Spiega Luca Pizzi, direttore dell’Atelier Mitoraj: «Oggi vediamo Tindaro in bronzo, ma il maestro lo ha realizzato in creta: lo stesso materiale che viene utilizzata per realizzare le ceramiche che fanno parte della tradizione millenaria di Caltagirone. Per questa ragione l’Atelier Mitoraj ha intenzione di associare alla sua permanenza una mostra inedita di opere in terracotta del grande maestro, da organizzare entro la primavera nel Museo dell’ex Carcere Borbonico. Del resto Tindaro, con il suo volto profondo ed intenso, è in sé un tributo alla storica e antichissima tradizione dei volti tipici dei vasi antropomorfi dell’area calatina”.
Prosegue Pizzi: «Con Caltagirone Tindaro conclude definitivamente il lungo viaggio narrativo di Igor Mitoraj in Sicilia, iniziato nel 2007 a Palermo e continuato successivamente nella Valle dei Templi di Agrigento, a Noto, alla Villa Romana del Casale a Piazza Armerina e poi a Siracusa e sull’Etna.
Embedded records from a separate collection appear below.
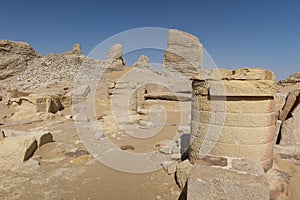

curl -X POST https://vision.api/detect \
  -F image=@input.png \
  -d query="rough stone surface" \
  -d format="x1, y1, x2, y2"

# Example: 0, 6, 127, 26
280, 99, 300, 147
190, 68, 275, 171
9, 94, 64, 120
0, 40, 39, 80
266, 165, 290, 200
279, 90, 300, 123
73, 85, 91, 97
132, 55, 152, 69
163, 29, 203, 78
0, 130, 53, 169
187, 164, 270, 200
176, 160, 193, 188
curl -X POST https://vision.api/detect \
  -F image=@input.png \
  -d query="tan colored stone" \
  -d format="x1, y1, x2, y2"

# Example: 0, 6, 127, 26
163, 29, 203, 78
196, 95, 274, 113
9, 94, 65, 120
187, 164, 270, 200
192, 68, 275, 81
207, 80, 276, 97
176, 160, 193, 188
279, 90, 300, 123
0, 131, 53, 169
192, 123, 275, 145
199, 111, 275, 127
280, 104, 300, 147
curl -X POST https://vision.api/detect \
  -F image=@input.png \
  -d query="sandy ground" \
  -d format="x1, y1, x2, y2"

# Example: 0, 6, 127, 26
0, 68, 300, 200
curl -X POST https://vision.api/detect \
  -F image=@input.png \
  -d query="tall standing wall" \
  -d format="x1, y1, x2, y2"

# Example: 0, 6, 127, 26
190, 68, 275, 171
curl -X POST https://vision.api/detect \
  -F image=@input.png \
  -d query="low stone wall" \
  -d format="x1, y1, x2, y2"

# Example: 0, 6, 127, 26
190, 69, 276, 171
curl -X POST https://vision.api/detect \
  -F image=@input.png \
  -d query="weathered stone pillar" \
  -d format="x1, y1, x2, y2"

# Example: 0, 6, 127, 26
190, 68, 275, 171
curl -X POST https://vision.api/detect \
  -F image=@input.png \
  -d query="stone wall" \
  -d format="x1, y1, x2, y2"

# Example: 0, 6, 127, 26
190, 68, 276, 171
163, 29, 203, 78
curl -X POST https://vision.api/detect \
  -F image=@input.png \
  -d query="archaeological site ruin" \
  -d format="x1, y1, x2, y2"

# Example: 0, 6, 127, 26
0, 29, 300, 200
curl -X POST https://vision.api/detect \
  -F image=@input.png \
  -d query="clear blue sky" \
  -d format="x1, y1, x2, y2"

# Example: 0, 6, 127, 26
0, 0, 300, 79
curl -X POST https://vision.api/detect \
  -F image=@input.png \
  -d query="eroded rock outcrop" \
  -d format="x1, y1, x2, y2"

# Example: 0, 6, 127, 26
163, 29, 203, 78
106, 44, 126, 72
9, 94, 71, 120
0, 129, 53, 170
0, 40, 39, 80
190, 69, 275, 171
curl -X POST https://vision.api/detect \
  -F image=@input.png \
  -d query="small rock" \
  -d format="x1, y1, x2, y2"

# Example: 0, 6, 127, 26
120, 144, 134, 150
65, 115, 73, 119
95, 131, 105, 140
167, 162, 177, 175
171, 153, 181, 160
159, 146, 172, 154
160, 160, 173, 171
73, 85, 91, 97
172, 146, 180, 154
73, 113, 89, 122
176, 160, 193, 188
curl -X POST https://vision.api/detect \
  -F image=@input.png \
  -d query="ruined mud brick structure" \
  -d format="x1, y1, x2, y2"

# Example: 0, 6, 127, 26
190, 68, 275, 172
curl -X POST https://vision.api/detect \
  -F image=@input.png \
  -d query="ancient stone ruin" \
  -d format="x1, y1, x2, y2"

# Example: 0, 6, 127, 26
0, 30, 300, 200
190, 69, 275, 171
188, 69, 275, 199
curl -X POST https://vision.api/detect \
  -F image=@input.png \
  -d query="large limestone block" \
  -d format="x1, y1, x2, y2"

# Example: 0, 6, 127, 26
196, 95, 275, 114
199, 111, 275, 127
192, 123, 275, 145
9, 94, 65, 120
106, 44, 125, 72
192, 68, 276, 81
279, 90, 300, 122
280, 104, 300, 147
163, 30, 203, 78
187, 164, 270, 200
0, 130, 53, 169
208, 80, 276, 97
0, 40, 39, 80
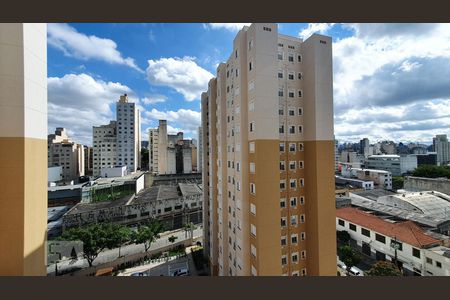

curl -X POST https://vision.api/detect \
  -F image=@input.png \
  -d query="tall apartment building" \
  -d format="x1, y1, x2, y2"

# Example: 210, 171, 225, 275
92, 121, 117, 176
116, 94, 141, 173
433, 134, 450, 166
197, 126, 203, 173
201, 24, 336, 276
93, 94, 141, 176
47, 127, 85, 182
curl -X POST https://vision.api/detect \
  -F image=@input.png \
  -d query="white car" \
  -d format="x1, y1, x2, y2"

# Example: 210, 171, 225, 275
348, 266, 364, 276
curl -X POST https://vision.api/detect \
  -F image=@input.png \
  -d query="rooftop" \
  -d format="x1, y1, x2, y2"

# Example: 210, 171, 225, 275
336, 207, 440, 248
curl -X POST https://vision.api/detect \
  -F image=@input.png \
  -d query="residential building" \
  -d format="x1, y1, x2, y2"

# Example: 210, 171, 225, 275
336, 207, 450, 276
197, 126, 203, 173
365, 154, 417, 176
92, 121, 118, 176
116, 94, 141, 173
201, 24, 336, 276
0, 23, 48, 276
433, 134, 450, 166
359, 138, 370, 157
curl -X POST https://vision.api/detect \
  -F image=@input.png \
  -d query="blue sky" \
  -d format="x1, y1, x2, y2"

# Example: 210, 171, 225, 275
48, 23, 450, 145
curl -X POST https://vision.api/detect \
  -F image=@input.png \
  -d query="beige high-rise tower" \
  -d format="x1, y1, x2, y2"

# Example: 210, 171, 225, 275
202, 24, 336, 276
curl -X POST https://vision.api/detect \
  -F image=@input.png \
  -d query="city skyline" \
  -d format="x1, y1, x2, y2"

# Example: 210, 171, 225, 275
47, 23, 450, 145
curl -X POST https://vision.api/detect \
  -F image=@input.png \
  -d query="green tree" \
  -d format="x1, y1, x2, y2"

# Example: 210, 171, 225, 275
59, 223, 127, 267
366, 261, 402, 276
339, 245, 361, 267
336, 230, 350, 244
392, 176, 405, 190
132, 221, 164, 252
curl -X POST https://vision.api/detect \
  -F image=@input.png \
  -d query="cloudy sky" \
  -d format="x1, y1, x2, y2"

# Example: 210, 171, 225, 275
48, 23, 450, 145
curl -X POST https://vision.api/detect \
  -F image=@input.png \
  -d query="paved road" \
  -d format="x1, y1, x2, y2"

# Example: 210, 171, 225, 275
47, 227, 203, 274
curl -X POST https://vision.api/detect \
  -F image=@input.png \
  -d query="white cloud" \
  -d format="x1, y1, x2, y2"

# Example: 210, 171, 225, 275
147, 56, 214, 101
203, 23, 252, 32
47, 24, 143, 72
298, 23, 335, 40
47, 74, 133, 145
144, 108, 201, 135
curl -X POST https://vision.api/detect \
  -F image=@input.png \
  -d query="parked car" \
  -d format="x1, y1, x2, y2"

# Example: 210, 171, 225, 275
173, 268, 189, 276
348, 266, 364, 276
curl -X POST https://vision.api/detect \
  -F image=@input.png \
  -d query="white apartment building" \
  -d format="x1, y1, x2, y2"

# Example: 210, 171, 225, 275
47, 127, 85, 182
433, 134, 450, 166
92, 94, 141, 176
201, 24, 336, 276
92, 121, 117, 176
341, 166, 392, 190
116, 94, 141, 173
336, 207, 450, 276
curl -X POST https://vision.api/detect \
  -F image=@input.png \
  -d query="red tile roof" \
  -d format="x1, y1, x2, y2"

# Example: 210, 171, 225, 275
336, 207, 441, 248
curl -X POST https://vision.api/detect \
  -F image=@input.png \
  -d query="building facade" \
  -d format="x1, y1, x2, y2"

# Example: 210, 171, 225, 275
202, 24, 336, 276
433, 134, 450, 166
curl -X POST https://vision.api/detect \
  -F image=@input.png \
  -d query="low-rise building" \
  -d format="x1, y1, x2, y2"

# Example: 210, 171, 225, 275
365, 155, 417, 176
336, 207, 450, 276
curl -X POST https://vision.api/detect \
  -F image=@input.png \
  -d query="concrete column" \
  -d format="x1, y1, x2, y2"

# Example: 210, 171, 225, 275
0, 23, 47, 275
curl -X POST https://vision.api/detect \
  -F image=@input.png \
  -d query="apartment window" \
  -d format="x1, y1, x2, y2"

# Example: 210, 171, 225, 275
250, 224, 256, 236
291, 197, 297, 208
361, 228, 370, 237
375, 233, 386, 244
248, 142, 255, 153
289, 125, 295, 134
278, 52, 283, 60
289, 161, 296, 170
250, 183, 256, 194
291, 216, 298, 226
288, 91, 295, 98
300, 196, 305, 205
250, 203, 256, 215
250, 163, 255, 173
289, 179, 297, 189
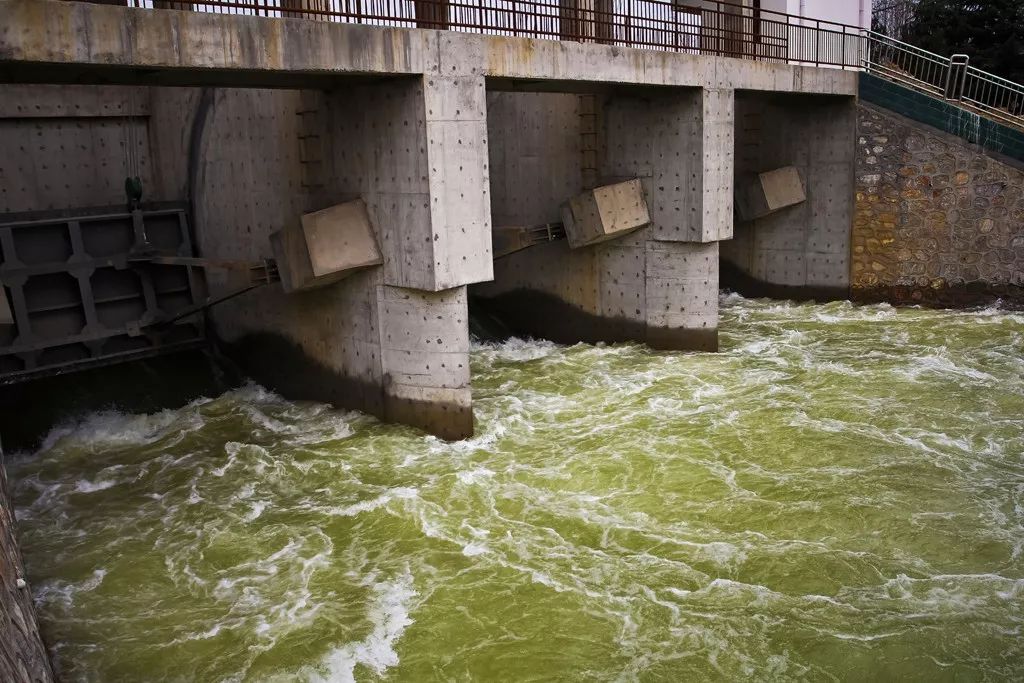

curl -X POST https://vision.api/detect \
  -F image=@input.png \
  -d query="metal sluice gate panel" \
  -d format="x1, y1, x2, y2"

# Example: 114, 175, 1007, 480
0, 202, 205, 385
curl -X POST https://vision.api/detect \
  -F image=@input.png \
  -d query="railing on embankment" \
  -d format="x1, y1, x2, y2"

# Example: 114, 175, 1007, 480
859, 31, 1024, 161
864, 31, 1024, 130
77, 0, 864, 69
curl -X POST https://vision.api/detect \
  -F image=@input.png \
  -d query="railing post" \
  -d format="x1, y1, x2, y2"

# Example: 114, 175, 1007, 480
942, 54, 970, 101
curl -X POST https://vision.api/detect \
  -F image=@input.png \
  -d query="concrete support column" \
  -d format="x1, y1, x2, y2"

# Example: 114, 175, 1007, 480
377, 285, 473, 439
722, 92, 857, 300
605, 89, 733, 350
185, 75, 493, 439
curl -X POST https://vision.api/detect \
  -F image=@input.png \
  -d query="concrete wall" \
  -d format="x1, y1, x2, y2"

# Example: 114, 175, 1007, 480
177, 79, 479, 438
487, 92, 593, 226
722, 92, 855, 299
852, 104, 1024, 305
0, 452, 53, 683
0, 85, 166, 213
471, 89, 732, 349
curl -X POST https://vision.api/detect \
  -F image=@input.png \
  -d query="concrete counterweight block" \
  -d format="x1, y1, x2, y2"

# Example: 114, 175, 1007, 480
736, 166, 807, 221
562, 178, 650, 249
270, 199, 383, 292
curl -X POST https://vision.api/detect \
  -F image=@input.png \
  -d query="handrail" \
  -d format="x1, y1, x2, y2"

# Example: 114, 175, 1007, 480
863, 31, 1024, 128
97, 0, 863, 69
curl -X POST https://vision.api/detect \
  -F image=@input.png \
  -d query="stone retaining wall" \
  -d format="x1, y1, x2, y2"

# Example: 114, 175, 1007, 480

Caltagirone diventa la chiave di volta di un lungo percorso espositivo che, alla conclusione nel 2026, avrà attraversato, in un ventennio, sei dei sette siti Unesco siciliani, trovando la chiave di volta più solenne nella stupefacente verticalità della Scala di S. Maria del Monte».
TINDARO A CALTAGIRONE, LA SODDISFAZIONE DEL SINDACO

Dice Fabio Roccuzzo, sindaco di Caltagirone: «Si tratta di un’opera dal fascino straordinario, che rappresenta un’importante opportunità, per i nostri concittadini e per i visitatori, di fruire della bellezza che questo capolavoro di Igor Mitoraj sprigiona. Ma è anche un’occasione per promuovere ulteriormente il centro storico di Caltagirone, riconosciuto dall’Unesco Patrimonio dell’Umanità, e l’edificio di Sant’Agostino, destinato a divenire la sede definitiva del Museo regionale della Ceramica».
Conclude il sindaco: «Ringrazio Luca Pizzi e l’Atelier Mitoraj, nonché l’assessore alla Cultura Claudio Lo Monaco per avere seguito e curato, insieme al direttore del sito Unesco Paolo Patanè, l’iter per la sua collocazione. Un’opera suggestiva, che campeggia sulla sommità della monumentale Scala di Santa Maria del Monte, invitando a una riflessione su come il tema della bellezza, tanto caro all’artista, si leghi a quello della fragilità dell’anima».